Onde atualmente é o escritório da administração, nos fundos do antigo salão de festas, sabe-se que havia quartinhos, em que ficavam os serviçais da casa até o período pós-abolição. Os historiadores imaginam que os escravos domésticos viviam nesta parte, disponíveis para atender o interior da casa.
Outras atividades
Também vêm sendo desenvolvidas palestras e encontros na primeira terça-feira de cada mês. O evento anual do Sopapo foi inspirado no músico Giba-Giba (1940-2014), nascido em Pelotas. Sopapo é o nome do tambor que os negros tocavam nas senzalas e charqueadas, que era feito com couro de boi e de cavalo com cascas de árvores. Eram os materiais que eles encontravam e que também eram vistos como uma forma de manter o contato com seus santos. O evento Sopapo, promovido pelo Museu, marca as atividades do ano, com feiras quilombolas, desfile de moda com temática africana, oficina de turbantes, etc.

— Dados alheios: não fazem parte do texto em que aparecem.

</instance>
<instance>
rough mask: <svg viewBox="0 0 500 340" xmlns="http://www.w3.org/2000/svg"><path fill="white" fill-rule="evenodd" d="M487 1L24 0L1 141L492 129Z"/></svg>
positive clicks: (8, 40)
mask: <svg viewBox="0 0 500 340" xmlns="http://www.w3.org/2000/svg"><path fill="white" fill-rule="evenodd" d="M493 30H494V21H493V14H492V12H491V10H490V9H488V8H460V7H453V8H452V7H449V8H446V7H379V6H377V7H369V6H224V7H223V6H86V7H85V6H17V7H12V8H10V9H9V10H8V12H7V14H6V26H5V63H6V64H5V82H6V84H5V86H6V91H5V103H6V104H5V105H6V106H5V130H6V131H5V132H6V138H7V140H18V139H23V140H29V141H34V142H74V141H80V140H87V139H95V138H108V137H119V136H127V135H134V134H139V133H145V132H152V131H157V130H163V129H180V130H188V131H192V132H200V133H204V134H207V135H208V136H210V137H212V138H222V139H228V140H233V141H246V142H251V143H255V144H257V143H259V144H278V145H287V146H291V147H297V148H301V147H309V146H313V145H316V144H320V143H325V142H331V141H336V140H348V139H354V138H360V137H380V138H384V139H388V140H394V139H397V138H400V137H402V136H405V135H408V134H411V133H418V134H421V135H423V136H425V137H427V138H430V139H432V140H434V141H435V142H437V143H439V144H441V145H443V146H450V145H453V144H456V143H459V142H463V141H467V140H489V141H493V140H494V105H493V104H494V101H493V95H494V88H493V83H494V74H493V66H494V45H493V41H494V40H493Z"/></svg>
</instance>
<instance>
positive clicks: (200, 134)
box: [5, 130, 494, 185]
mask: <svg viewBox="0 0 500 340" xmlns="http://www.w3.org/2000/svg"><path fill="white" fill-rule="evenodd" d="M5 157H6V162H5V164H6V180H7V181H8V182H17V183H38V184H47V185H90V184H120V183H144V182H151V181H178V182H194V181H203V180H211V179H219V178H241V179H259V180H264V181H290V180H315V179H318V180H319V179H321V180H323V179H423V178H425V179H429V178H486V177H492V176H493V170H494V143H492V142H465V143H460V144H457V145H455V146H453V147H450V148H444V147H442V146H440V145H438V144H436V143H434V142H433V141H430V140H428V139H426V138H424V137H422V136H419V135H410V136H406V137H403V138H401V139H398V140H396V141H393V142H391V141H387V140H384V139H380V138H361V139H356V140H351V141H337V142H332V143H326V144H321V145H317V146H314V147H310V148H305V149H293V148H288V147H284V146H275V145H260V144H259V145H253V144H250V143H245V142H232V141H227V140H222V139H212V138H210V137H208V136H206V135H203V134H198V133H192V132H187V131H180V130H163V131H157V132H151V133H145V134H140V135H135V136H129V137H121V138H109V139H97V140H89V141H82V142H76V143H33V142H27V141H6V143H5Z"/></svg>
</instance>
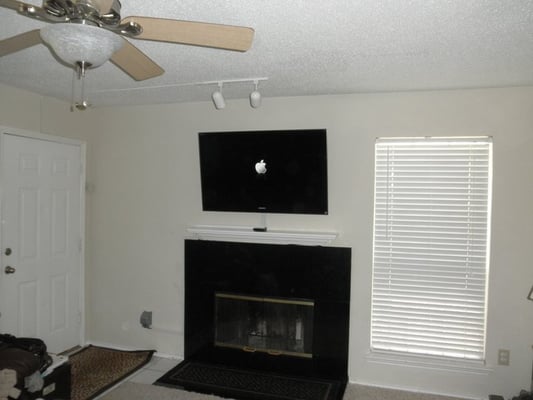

Rever o passado para futuro diferente
O pesquisador Marcelo coloca em questão se eram as sinhás que mexiam os tachos, e se as mulheres negras não tinham capacidade de fazer os doces, como alguns afirmam. Há que se considerar que várias influências que vieram de Portugal mesclam-se às comidas de santo, aos temperos e à música de origem africana.
As peças do museu descrevem e levam as pessoas e, principalmente as crianças, a pensar sobre essa história. Um número enorme de visitantes são os pequenos de origem humilde da rede pública e um contingente expressivo de crianças negras. “Eles viam aquele monte de manequins brancos, com aquele monte de roupas, e não se enxergavam ali”, diz o historiador.
A partir das novas diretrizes, buscou-se permitir aos jovens enxergar a sua própria africanidade. A música, os temperos e os sabores espelham não simplesmente empregadas, mas mulheres dignas.